Scotia: Something that comes up in a lot of the work that we do in the Creative Recovery Network and more broadly is the importance of that trauma-aware and trauma informed practice. So you’re working within this space where opposition related collective trauma and racial trauma is a very big consideration. How are you approaching that within this research framework that you’re doing? I know that you’ve worked with Judy Atkinson, a great driver of particularly trauma-informed practice within a cultural framework. Is that what’s kind of guiding your process?
Naomi: Absolutely. Aunty Judy and Carlie Atkinson’s work is just, I would say, really world leading in terms of merging the best of non-Indigenous knowledges with Indigenous cultural practices and ways of knowing and being and doing in relation to trauma and healing. But also outside of that, you know, I’ve worked in human services and social work context for a long time, so just the small things and the big things we can do to make spaces feel safe for everyone we’re working with and for ourselves, I think permeate the way we’re doing research in this project. We’ve been really overt about that, but also I think just having that open awareness to how people are, for example, self managing their own social emotional wellbeing using music, so how music is weaving in and out of the community’s responses to shaping their own healing after major events and then just ongoing daily stressors. So when I was thinking about your network and the podcast series, you know, I started to think about some really significant community events that happened while I was in Mparntwe. And we were obviously on the periphery as visitors, but there working with an organisation who have, you know, family members involved in a lot of events. And it’s a cycle of, you know, of major traumatic events happening for a lot of families and the way people are navigating that, it’s incredibly involved, incredible strength, incredible social, cultural strength and resilience and the way that First Nations music comes into what you might call those crisis times for the community to help with sorry business is just incredible. And the overlapping of contemporary music with traditional music practices and ceremony and the way people are caring for themselves and others. And Aunty Judy talks about, you know, we need to feel the feelings. We need to find our stories. We need to find out who we are and understand that over generations. Because I think in Australia as a whole, we need to find out why things are the way they are now. And part of that is this trauma work that Aunty Judy’s led is finding our stories. Understanding that.
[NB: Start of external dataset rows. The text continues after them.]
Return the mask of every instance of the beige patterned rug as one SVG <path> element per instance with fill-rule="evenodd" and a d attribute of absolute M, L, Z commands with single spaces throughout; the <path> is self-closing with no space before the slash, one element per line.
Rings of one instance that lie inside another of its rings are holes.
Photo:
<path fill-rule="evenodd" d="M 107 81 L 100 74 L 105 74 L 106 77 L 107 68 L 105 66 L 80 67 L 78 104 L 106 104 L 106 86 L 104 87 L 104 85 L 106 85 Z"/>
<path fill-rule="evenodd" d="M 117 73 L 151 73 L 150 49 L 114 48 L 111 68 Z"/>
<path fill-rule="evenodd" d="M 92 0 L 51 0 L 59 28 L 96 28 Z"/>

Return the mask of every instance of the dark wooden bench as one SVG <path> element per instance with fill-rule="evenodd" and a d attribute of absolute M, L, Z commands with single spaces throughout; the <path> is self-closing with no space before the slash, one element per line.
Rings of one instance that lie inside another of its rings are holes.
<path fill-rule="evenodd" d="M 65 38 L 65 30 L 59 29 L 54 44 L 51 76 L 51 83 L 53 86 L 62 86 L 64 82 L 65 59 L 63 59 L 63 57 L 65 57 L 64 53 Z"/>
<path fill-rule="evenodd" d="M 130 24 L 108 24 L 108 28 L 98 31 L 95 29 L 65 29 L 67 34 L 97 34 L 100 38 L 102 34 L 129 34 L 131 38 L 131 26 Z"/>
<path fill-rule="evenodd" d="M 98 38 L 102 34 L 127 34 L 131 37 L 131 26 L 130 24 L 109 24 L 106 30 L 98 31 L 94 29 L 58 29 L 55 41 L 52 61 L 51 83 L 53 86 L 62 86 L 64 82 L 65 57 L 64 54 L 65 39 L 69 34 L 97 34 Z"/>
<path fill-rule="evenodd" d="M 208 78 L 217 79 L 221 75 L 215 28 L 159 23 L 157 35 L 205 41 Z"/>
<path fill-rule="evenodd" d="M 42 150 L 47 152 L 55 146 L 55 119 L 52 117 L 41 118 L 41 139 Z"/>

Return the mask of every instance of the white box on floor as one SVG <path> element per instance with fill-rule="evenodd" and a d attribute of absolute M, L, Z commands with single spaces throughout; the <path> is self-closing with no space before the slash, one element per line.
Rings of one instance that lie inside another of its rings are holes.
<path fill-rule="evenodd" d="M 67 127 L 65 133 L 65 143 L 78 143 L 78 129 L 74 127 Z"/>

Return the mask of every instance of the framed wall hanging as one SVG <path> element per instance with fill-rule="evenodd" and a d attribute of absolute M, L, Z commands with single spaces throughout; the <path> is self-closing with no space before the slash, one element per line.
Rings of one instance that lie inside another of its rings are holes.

Scotia: Well there’s something about acknowledging that deep grief. Trauma is about grieving and grieving in so many cultures is released through song, isn’t it?
Naomi: Absolutely. And, you know, cultural mourning processes and the use of the physical voice, you know, as well as in a collective and on our own. And so there’s a lot of weaving in and out between, as I said, cultural practices and then more personal contemporary individual practices of managing that grief and recovering and, you know, being able to go to work and and look after the family and do all the things we need to do as mums and dads and cousins. And yeah, so I think that, you know, sometimes I’ve done yarns in Mparntwe and people have given feedback, which is one of the incredible things about working with Children’s Ground we, we test, you know, we test run everything and got feedback from local people and there’s a lot of feedback around just the gentleness and you know, when people have had choice you know, robbed from them pervasively over generations, that trauma-informed approach will always emphasise giving people choice, control, agency and power over their own participation, involvement and their intellectual and cultural property, their stories.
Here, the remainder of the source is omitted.